Em poucas horas, os policiais cercaram a casa e chamaram apoio do Batalhão de Operações Policiais Especiais (Bope). Negociadores tentaram convencer Gilmar a se entregar, mas ele estava irredutível e não fazia muitas reivindicações.

“Oferecemos advogado e outras alternativas para que ele se rendesse de forma pacífica, mas por volta das 2h30 encerrou a conversação com ele. Tentamos contato por telefone, contato verbal e não conseguimos.
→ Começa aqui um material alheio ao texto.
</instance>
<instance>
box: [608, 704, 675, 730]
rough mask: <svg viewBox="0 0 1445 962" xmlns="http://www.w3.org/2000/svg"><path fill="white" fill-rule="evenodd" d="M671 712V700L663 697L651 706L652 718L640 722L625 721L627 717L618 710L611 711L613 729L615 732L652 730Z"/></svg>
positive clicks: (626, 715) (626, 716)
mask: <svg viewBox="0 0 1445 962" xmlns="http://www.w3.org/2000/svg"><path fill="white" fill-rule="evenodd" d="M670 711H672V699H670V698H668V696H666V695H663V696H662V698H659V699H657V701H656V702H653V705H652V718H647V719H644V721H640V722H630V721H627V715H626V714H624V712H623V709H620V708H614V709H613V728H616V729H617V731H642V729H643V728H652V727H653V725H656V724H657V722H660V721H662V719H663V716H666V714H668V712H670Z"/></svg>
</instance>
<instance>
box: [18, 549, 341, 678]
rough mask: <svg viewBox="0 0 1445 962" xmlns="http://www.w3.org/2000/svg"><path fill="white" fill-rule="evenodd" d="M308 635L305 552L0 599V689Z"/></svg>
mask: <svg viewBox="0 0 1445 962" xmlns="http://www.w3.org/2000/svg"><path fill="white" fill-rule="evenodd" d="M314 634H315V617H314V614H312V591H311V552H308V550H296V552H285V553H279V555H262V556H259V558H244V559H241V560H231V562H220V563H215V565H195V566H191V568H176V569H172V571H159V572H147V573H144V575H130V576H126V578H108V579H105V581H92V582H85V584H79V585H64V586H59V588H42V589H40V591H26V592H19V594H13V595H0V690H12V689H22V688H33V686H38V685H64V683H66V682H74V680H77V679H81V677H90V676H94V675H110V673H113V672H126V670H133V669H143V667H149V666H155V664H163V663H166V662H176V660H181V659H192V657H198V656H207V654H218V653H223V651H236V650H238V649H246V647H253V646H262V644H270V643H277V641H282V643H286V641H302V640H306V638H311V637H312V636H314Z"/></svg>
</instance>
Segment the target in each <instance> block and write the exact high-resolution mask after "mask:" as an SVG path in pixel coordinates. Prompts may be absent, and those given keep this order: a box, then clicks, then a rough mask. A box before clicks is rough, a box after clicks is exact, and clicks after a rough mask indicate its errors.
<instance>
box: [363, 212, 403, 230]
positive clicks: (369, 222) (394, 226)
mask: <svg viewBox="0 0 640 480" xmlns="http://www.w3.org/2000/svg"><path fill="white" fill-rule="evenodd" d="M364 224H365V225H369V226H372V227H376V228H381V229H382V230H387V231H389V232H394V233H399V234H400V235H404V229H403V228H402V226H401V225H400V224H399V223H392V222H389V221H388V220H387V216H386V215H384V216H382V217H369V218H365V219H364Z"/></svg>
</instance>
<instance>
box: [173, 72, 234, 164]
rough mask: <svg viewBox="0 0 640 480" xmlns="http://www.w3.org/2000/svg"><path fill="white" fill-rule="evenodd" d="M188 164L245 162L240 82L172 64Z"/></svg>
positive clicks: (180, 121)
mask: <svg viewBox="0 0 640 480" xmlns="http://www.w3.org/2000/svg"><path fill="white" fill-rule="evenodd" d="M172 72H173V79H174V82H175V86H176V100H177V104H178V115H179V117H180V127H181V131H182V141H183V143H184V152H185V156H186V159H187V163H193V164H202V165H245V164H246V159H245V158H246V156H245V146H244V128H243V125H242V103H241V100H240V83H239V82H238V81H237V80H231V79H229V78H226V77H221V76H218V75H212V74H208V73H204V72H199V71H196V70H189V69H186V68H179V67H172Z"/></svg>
Optamos pela invasão tática do local”, explica o major Hudson, subcomandante do Bope.

Explosão

Depois das 5h de ontem, os policiais perceberam que Gilmar tinha bloqueado as portas com móveis e explodiram a entrada. “Ele efetuou disparos contra os policiais, houve o revide e ele foi ferido. O refém foi liberado sem nenhum ferimento”, conta o major. Gilmar foi socorrido pelo Siate, mas morreu a caminho do Hospital Municipal de Araucária.

Assassino do amigo

No início do mês, Gilmar pegou carona com o amigo Vilson Vargas, 37 anos, que ira tentar arrumar um emprego para ele. No meio do caminho, matou Vilson com tiro na cabeça e fugiu. O delegado Anderson Franco, da Delegacia de Homicídios, conseguiu falar com ele por celular horas depois e percebeu que o rapaz estava descontrolado. Gilmar alegava que cometeu o crime porque era perseguido por um fazendeiro fantasma. Desde então era procurado pela polícia. “Ele ficou preso sete anos por roubo e foi preso pela Polícia Federal com notas falsas”, conta o major Hudson, do Bope.